Ottawa gay youth activist Jeremy Dias took to the podium to thank youth for what polls show is rock-solid support of same-sex marriage.

All youth, not just gay youth, want the sort of legal equality that Bill C-38 represents, he suggested.

“Equality and tolerance: these are Canadian values, and not discrimination and second-class citizenship.”

The Calgary students were not alone in complaining of being ignored by mainstream media. Gilliam Wallace says a group she is involved in – the Religious Coalition for Equal Marriage Rights (www.religious-coalition.org) – has been virtually shut out of media coverage.

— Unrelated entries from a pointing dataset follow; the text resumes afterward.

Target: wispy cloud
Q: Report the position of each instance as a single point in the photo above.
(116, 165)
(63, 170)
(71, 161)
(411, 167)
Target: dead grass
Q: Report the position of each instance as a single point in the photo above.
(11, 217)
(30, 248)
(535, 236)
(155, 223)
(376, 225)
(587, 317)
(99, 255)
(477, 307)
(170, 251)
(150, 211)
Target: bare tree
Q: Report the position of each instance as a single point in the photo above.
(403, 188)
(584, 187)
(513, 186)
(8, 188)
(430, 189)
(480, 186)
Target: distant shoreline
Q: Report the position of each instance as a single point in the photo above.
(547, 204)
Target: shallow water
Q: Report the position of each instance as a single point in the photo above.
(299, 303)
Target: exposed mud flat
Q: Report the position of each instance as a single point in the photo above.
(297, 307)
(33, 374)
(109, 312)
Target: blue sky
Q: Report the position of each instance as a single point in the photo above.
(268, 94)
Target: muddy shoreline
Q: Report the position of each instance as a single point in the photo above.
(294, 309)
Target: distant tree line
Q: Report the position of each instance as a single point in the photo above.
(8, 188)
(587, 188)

“They’re only paying attention to the fundamentalists,” says Wallace, a straight woman who also volunteers for Canadians for Equal Marriage (CEM). “And I’m getting really frustrated by this. They’re paying attention to the hate-mongers. We’ve got Sikh and Muslim organizations on our side and they only get a tiny mention deep inside [the paper] and Tristan Emmanuel [an Ontario Presbyterian minister] is on the front page. He’s saying the government is out to destroy [churches]. It’s US religious paranoid thinking.”

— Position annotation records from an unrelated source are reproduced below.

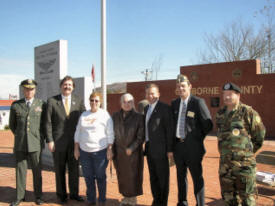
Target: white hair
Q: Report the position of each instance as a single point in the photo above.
(126, 95)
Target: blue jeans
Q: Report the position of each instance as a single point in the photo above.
(94, 166)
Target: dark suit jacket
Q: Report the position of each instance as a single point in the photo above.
(60, 128)
(27, 125)
(198, 124)
(160, 130)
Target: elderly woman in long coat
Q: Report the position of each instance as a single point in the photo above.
(127, 149)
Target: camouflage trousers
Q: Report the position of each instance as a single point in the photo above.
(238, 182)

Alex Munter of CEM drew loud applause from the crowd when he directed his comments to Prime Minister Paul Martin.

“We’re counting on you to show commitment, to show spine and leadership and ensure this bill is passed before summer.

“If the Prime Minister and Parliament want this bill to pass, it will be passed before summer,” he said.

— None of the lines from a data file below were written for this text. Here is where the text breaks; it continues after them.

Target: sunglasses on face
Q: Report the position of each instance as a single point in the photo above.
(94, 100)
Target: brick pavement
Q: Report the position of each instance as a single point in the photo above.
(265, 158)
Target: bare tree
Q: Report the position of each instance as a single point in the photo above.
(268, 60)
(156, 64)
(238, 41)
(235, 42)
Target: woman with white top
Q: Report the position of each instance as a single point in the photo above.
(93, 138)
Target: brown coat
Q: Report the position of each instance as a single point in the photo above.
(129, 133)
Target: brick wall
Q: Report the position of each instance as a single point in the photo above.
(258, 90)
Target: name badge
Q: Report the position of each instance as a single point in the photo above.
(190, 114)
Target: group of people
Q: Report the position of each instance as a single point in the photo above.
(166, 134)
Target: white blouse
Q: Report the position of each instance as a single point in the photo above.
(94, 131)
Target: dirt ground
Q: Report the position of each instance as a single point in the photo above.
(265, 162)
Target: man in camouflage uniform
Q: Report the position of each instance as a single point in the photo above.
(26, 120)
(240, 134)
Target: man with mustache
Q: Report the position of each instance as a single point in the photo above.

A succession of representatives from different religious groups and churches joined in calling for Martin to pass the bill before taking a break.

“Get on with the job,” said Ron Chaplin of St John’s Anglican Church in Ottawa. “We say to the legislators: The demonization of gays and lesbians in our society is unacceptable and we want them to act.”

 

“Love is a family value,” said another. “Hate, on the other hand, is destructive to families.”

“They’re all going to be on the BBQ circuit this summer,” noted Brian Kopke an Ottawa Unitarian Church minister and MC for the gathering. “Wherever they are, get to them. If they don’t get the bill passed this week, make this summer not worth happening.”

Last month, Paul Martin told MPs to be prepared to sit into July to pass Bill C-38, and put the Senate on notice that it would also be sitting to pass the legislation into law prior to taking a summer vacation. But last week, the Liberal government started backing away, while blaming the Tories for planning to obstruct passage by dominating Third reading with long-winded questions and comments.

Leaders of both the Bloc Quebecois and the NDP say they are willing to sit until the bill is passed.

NDP leader Jack Layton says the Liberals are to blame if the bill is delayed until fall.

“It would take a simple vote of the House to extend the work time so we can get it done,” he told reporters Jun 16. “If the prime minister doesn’t have the political will to make sure that happens, that’s a disgrace. And he’s breaking a promise to Canadians.”

Meanwhile, Egale has asked supporters of same-sex marriage to contact Martin’s office demanding the bill be passed before summer.

Egale asks that people e-mail the prime minister and phone his office.